4.PRELIMINARY HEARING. A preliminary hearing is conducted to show whether there is probable cause to hold the accused in jail until the Grand Jury meets. The accused person has a preliminary hearing if he or she cannot successfully be released from jail on a bond. If the accused is released from jail on a bond, then there is no right to preliminary hearing.
5.GRAND JURY. In Mississippi, a “felony” criminal case moves from the local city or Justice Court to Circuit Court after the accused is indicted by a grand jury. The district attorney’s office presents a “felony” criminal case to a secret grand jury to determine if the State of Mississippi has enough evidence to fairly require a citizen to answer to and defend against a felony criminal charge. If the grand jury rejects the district attorney’s case for indictment, then the lower court may take the case back and prosecute the case as a misdemeanor. The primary difference between a felony and misdemeanor is that if convicted of the felony, the possible jail time for the accused is more than one year.
6.SERVICE OF CAPIAS AND INDICTMENT. After the grand jury issues a felony capias and indictment against the accused, the sheriff will serve a copy of the capias and indictment to the accused person with a list of charges and a date to appear before the Circuit Court. If the person is already out of jail on a bond and on good terms with the bonding company, then sometimes the accused can pick up their capias and indictment from the sheriff’s office instead of being arrested again. Sometimes the accused has to be arrested for the first time upon the indictment and released from jail with a bond.
7.ARRAIGNMENT. An arraignment is a formal hearing where the accused appears before the Circuit Court and pleads guilty or not guilty of the felony charge or charges stated in the indictment from the grand jury.
8.6th AMENDMENT RIGHT TO AN ATTORNEY. A person accused of a felony can either hire a private attorney to help defend against the felony indictment or may be entitled to a public defender if the accused is indigent or unable to pay for a private defense attorney.

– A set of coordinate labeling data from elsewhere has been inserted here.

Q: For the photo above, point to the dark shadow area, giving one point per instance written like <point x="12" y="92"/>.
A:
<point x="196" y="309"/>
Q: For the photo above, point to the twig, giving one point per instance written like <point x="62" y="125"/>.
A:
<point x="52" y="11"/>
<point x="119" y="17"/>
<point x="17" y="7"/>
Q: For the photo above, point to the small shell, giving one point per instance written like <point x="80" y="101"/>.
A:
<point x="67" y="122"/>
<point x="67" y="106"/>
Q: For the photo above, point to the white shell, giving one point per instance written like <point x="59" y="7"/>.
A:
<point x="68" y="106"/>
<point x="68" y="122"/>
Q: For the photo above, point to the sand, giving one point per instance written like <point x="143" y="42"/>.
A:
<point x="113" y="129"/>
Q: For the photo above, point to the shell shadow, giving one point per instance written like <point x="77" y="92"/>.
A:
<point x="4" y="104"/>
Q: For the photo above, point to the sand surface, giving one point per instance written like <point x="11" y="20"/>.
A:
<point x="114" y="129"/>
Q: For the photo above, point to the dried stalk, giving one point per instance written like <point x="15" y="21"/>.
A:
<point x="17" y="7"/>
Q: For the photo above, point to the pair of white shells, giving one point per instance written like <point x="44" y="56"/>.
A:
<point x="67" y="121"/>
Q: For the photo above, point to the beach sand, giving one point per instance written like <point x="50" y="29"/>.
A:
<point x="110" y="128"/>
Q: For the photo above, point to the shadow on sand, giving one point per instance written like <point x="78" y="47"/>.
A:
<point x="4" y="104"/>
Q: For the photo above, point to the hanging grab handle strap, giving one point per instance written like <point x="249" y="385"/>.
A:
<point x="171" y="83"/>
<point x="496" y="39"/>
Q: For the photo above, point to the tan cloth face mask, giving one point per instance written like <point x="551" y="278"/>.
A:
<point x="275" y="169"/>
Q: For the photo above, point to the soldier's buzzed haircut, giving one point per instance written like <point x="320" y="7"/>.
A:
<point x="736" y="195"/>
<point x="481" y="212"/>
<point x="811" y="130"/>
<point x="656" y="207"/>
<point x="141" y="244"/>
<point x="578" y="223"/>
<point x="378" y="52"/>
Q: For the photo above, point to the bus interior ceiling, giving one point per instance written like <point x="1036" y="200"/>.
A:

9.DISCOVERY. After the accused either hires a defense attorney or utilizes the services of a court appointed attorney, the attorney will request discovery from the district attorney’s office. Discovery is basically all the evidence that the State of Mississippi has in the felony case, both good and bad. The defense lawyer will provide a copy of the discovery to the accused person and schedule an appointment to review discovery. The attorney and accused will also begin to discuss any plea offers made by the State of Mississippi. If the accused decides to take the case to trial, then reciprocal discovery from the accused will be required to be submitted to the district attorney’s office. Basically, both sides must submit any evidence they plan to introduce at trial in the discovery process prior to trial or risk that evidence not being admitted at trial.
10.PLEA. If the accused decides to accept a plea offer from the district attorney’s office, rather than take the case to trial, then the accused will submit a plea petition and participate in a hearing before the Circuit Court Judge to accept that plea. Typically, the district attorney will have a recommendation for sentencing on the case but the Circuit Court Judge is not required to accept that recommendation from the district attorney.
11.TRIAL. If plea negotiations are unsuccessful or the accused maintains his or her innocence, then the case may proceed to trial. If the accused is found not guilty or innocent at trial, then the case is over and the accused is free to leave. If the accused is found guilty at trial, then the Court can proceed or put off sentencing of the convicted person to a later date.
12.APPEAL. If the accused person is found guilty and the Circuit Court Judge will not reconsider his ruling, the convicted person may appeal the Circuit Court Judge’s ruling to either the Mississippi Court of Appeals or the Mississippi Supreme Court to decide whether the Circuit Court Judge’s decision will be upheld. A ruling from the Mississippi Court of Appeals may be appealed to the Mississippi Supreme Court.